The government estimates that 38.2% of households in the U.S. don’t have a landline phone. So, what happens when there is an emergency and cell service is down? A group of emergency professionals from California brought the issue of dialing 911 from mobile phones into the spotlight after finding that a caller’s location wasn’t always readily available for emergency responders. Landline phones are better for calling 911 because they make it easier for dispatchers to locate you by providing your address.
When you dial 911 from your cellphone, the call is routed through a cell tower, so the dispatcher only receives the address of that tower and your mobile number. While they get a general idea of your location, it takes precious seconds to pinpoint exactly where you are.

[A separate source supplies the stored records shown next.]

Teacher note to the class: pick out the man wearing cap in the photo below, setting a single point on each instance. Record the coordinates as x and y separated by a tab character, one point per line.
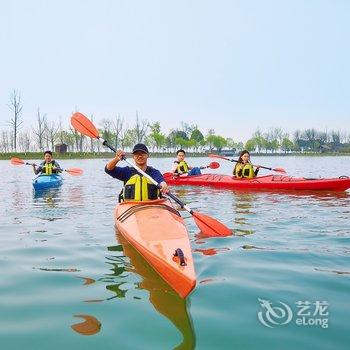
48	166
136	186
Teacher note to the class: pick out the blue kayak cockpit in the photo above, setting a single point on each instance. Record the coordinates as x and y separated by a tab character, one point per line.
43	182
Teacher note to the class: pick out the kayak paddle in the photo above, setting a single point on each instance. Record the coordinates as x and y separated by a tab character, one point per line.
70	171
279	170
209	226
212	165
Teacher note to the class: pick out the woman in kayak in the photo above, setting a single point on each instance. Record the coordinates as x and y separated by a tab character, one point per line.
136	186
244	168
48	166
180	166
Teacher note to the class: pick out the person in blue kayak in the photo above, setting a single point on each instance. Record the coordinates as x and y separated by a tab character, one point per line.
48	166
243	167
136	186
180	166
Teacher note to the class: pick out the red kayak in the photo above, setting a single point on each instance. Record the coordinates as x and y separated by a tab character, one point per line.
269	182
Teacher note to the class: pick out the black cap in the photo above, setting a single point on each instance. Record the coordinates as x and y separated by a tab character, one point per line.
140	147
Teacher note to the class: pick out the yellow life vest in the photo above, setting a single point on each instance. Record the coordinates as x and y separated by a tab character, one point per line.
247	170
47	168
182	167
139	188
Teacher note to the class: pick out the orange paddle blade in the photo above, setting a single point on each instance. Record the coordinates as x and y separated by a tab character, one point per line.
74	171
280	170
210	227
84	125
214	165
17	161
211	155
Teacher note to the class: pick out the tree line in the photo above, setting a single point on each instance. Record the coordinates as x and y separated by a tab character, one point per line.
45	134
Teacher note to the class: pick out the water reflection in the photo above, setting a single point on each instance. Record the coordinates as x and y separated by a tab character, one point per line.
164	299
91	325
243	207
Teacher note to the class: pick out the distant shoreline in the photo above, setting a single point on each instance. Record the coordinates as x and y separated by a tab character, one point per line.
98	155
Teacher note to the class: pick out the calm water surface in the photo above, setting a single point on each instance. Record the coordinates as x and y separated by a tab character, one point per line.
69	281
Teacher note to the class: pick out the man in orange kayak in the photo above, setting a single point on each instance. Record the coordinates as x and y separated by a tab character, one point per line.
180	166
136	186
48	166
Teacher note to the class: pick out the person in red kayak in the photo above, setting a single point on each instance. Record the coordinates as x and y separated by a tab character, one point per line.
180	166
136	186
243	168
48	166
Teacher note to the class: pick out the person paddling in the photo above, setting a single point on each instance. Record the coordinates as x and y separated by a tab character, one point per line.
243	167
48	166
136	186
180	166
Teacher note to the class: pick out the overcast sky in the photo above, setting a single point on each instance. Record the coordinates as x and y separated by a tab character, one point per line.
234	66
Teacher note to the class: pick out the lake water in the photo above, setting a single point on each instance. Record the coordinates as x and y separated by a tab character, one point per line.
282	282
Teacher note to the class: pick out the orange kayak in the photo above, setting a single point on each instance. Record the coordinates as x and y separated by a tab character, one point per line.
158	232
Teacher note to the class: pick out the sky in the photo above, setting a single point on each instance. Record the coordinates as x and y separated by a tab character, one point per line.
234	66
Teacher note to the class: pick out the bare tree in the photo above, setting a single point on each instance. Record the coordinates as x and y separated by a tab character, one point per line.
118	126
51	133
5	142
15	122
41	130
140	128
24	141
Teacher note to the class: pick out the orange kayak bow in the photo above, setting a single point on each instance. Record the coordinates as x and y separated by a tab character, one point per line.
158	232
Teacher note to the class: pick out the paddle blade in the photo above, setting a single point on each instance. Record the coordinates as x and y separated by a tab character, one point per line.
74	171
16	161
211	227
211	155
214	165
280	170
84	125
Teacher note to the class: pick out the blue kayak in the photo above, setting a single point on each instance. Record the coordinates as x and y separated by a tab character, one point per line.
42	182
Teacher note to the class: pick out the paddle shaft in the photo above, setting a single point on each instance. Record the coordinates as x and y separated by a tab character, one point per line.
177	200
236	161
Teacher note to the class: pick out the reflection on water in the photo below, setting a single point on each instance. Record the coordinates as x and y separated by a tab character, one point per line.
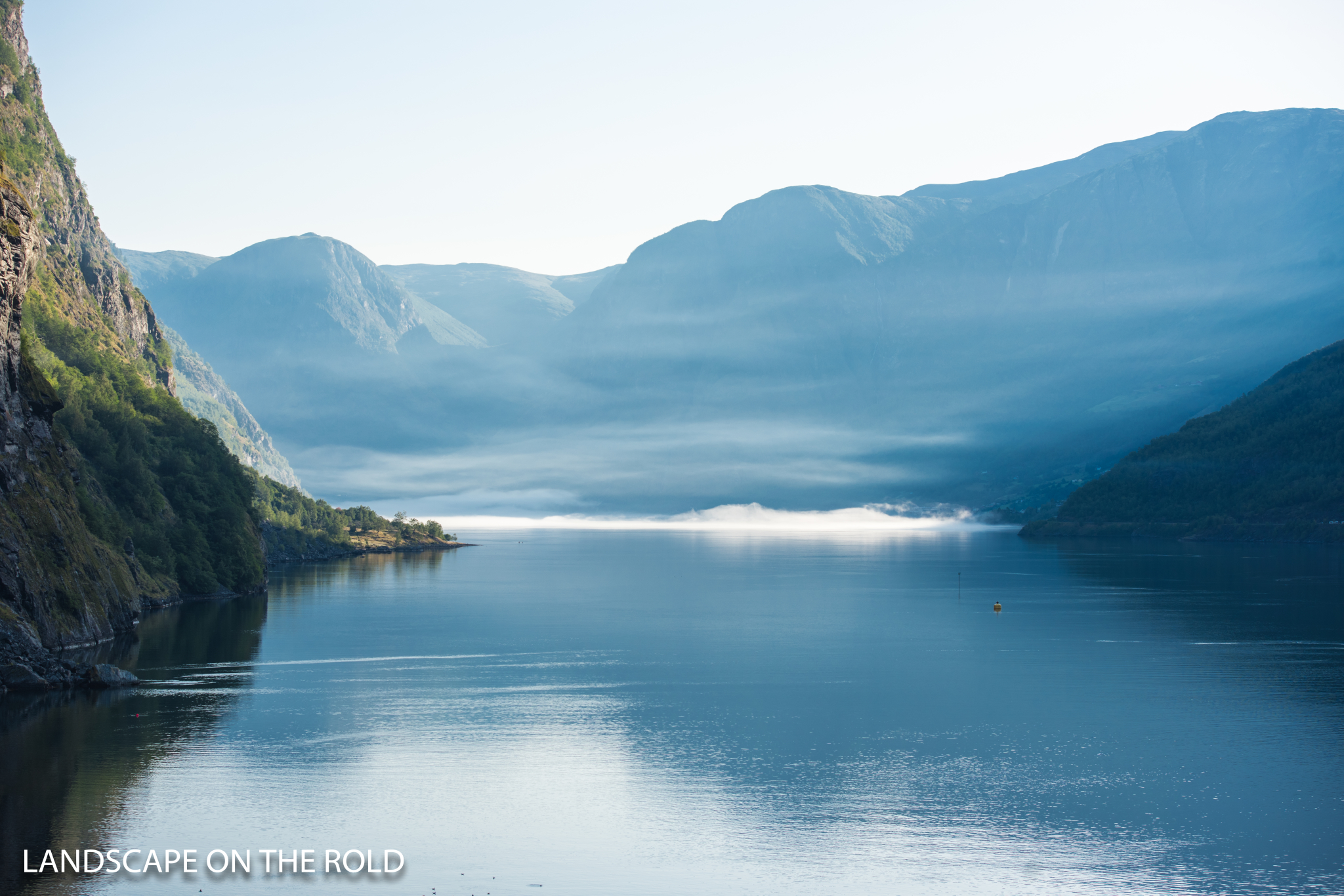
73	760
673	712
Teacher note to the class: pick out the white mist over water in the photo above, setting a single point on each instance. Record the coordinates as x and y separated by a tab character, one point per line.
746	518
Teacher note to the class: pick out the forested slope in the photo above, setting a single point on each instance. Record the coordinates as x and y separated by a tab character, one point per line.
1269	465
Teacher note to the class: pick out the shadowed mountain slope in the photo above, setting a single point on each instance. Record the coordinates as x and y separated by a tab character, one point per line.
205	394
816	348
1268	465
503	304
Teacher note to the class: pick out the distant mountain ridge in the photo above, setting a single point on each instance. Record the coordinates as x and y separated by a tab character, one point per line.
205	394
814	347
1270	465
503	304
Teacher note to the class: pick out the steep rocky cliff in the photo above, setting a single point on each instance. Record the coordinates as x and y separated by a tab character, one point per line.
115	496
58	584
78	270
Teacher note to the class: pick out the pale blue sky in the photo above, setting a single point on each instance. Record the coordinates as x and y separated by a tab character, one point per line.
556	137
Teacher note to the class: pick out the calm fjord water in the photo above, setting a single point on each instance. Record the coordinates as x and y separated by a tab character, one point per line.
690	712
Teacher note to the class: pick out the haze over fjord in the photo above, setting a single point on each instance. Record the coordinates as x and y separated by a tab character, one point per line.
812	348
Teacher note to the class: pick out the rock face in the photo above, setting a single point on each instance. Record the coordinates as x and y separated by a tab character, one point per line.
60	586
79	257
109	676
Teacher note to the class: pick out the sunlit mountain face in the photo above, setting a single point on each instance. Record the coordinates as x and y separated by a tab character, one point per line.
964	343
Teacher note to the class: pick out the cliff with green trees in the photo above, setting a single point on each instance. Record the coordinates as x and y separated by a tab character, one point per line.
1267	466
116	496
297	527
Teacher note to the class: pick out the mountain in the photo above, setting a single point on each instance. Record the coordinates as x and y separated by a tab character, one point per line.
972	343
205	394
156	270
116	499
1024	186
315	289
503	304
1268	466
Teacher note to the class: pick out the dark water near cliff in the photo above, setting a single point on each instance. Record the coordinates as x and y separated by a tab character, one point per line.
687	712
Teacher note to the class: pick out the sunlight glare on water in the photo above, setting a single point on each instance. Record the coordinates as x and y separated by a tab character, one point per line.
740	712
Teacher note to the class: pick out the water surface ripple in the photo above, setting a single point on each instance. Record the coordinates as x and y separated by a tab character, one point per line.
724	712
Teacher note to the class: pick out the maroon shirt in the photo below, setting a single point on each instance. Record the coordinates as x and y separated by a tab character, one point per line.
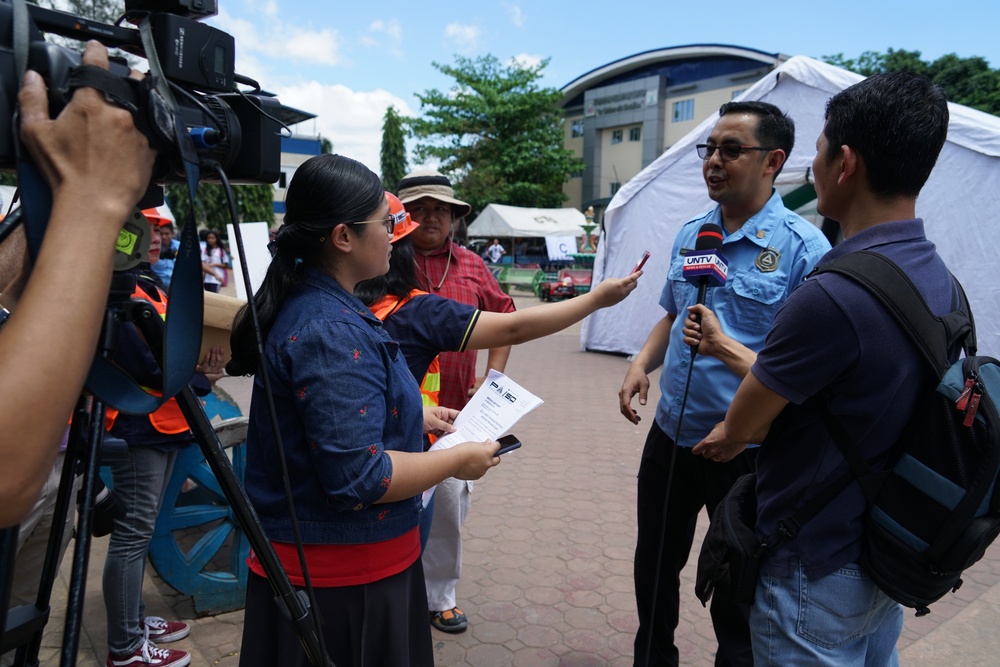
467	281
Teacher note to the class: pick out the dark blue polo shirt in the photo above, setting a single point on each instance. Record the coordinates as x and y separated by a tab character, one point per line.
832	339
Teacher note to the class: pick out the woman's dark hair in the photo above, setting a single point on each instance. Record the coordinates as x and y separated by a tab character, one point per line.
399	281
325	191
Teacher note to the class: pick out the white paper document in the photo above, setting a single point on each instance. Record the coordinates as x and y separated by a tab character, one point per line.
497	405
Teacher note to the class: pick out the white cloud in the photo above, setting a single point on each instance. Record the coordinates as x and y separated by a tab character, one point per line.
281	40
515	14
351	119
465	37
266	7
527	60
386	34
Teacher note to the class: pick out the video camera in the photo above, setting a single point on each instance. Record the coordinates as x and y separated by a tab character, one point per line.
238	130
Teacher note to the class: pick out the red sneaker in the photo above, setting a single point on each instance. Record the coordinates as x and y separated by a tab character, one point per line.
149	655
161	631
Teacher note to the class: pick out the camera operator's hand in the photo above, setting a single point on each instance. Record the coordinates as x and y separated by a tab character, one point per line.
98	165
91	149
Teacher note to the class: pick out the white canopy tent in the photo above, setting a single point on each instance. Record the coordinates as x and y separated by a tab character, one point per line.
960	205
501	221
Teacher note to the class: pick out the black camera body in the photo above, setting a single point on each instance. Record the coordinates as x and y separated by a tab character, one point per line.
239	131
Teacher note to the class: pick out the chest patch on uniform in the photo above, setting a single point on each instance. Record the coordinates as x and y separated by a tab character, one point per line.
767	260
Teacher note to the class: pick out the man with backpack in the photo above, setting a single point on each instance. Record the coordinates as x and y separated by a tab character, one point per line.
835	347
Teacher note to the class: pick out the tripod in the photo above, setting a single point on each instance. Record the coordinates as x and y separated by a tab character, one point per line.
24	625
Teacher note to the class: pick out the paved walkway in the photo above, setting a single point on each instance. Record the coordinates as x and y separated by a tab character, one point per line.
548	547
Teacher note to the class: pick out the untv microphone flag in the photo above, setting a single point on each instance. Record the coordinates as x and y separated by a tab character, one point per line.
705	264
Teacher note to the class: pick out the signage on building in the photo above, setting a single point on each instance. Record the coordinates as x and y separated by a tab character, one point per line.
619	102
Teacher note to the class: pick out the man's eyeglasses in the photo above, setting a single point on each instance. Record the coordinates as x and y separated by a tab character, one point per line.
389	222
727	152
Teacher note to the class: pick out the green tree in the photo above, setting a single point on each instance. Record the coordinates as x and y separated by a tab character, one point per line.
497	133
969	81
393	158
254	203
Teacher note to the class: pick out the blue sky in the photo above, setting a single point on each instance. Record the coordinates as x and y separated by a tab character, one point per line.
348	61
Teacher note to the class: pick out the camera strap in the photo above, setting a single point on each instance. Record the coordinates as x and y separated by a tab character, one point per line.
182	331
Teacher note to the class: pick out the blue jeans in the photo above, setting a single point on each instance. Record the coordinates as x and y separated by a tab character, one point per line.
840	619
140	480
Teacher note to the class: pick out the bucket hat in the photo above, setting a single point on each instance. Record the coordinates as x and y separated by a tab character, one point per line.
430	183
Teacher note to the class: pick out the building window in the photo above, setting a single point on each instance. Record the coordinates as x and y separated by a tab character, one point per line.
287	171
683	110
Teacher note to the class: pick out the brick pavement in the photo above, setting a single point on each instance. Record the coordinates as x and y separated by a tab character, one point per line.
548	547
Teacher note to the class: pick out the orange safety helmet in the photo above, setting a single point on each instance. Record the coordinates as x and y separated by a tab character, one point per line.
402	223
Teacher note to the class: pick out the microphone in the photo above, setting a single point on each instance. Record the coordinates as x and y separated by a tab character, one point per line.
705	266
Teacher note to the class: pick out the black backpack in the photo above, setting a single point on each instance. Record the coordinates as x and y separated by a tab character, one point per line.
934	511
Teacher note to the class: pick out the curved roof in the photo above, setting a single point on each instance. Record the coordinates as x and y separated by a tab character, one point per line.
648	63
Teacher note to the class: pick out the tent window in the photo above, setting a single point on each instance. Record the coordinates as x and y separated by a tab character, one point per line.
683	110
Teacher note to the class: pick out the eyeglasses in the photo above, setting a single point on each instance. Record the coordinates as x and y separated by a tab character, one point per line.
727	152
389	223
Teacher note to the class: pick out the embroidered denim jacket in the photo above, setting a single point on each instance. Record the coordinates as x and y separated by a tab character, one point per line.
343	397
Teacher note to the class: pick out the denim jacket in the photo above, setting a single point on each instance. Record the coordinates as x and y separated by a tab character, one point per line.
343	396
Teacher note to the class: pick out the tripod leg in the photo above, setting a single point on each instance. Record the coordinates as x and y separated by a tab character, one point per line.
81	553
295	606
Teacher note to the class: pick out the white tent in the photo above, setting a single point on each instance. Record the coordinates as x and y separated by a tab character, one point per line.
501	221
960	205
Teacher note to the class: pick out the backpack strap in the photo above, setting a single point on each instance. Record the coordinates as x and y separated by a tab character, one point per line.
935	337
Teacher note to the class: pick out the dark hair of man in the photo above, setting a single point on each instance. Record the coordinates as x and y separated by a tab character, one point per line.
399	281
325	191
774	127
897	123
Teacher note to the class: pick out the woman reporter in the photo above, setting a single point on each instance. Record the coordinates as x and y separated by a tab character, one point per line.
350	417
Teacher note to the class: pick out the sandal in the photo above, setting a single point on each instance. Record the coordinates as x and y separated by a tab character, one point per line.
449	620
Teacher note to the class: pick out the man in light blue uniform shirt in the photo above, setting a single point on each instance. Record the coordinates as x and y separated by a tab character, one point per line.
769	250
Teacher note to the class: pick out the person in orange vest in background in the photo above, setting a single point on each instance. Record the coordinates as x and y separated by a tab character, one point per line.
426	324
140	479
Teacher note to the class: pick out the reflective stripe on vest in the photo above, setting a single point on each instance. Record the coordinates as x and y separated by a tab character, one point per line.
430	386
168	418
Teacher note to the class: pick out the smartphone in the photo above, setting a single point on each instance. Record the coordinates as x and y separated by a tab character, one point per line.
508	443
641	262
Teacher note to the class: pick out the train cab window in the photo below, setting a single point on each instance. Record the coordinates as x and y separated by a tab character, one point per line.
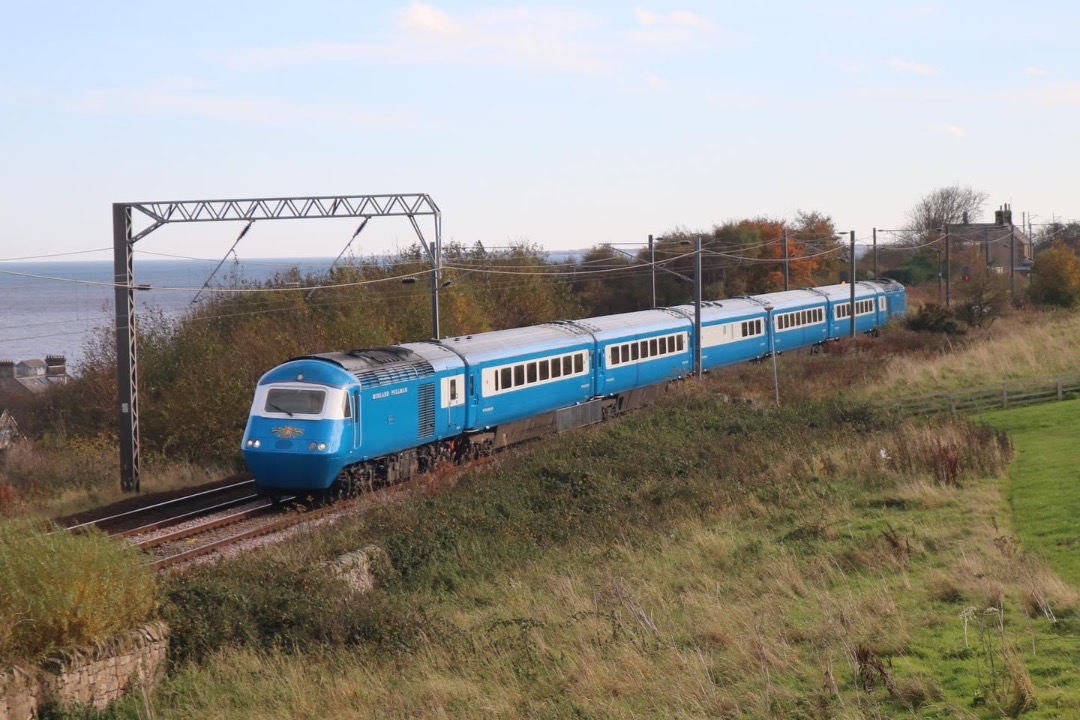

Trey Fogerty, director of government affairs for the National Emergency Number Association, explains, “There can be problems if you are deep inside a building where the signals don’t penetrate well. Or you can be in an urban canyon. GPS doesn’t work that well with lots of tall buildings around.” Danita Crombach, president of the California chapter of the National Emergency Number Association, says that people might not realize they are harder to find if they can’t describe where they are. “I think people have a false sense of security when they dial 911,” Crombach says. Phone services that are internet-based, such as Vonage, are not available when the power goes out, but traditional landlines use older technology that allows them to work during power outages.
Since cordless phones have batteries that need to be charged to use them, using a corded landline is a good idea. However, some phone companies do sell batteries that can provide extra hours of talk time for emergencies. If you have a choice in an emergency, for best results, try calling 911 from a landline instead of your cellphone.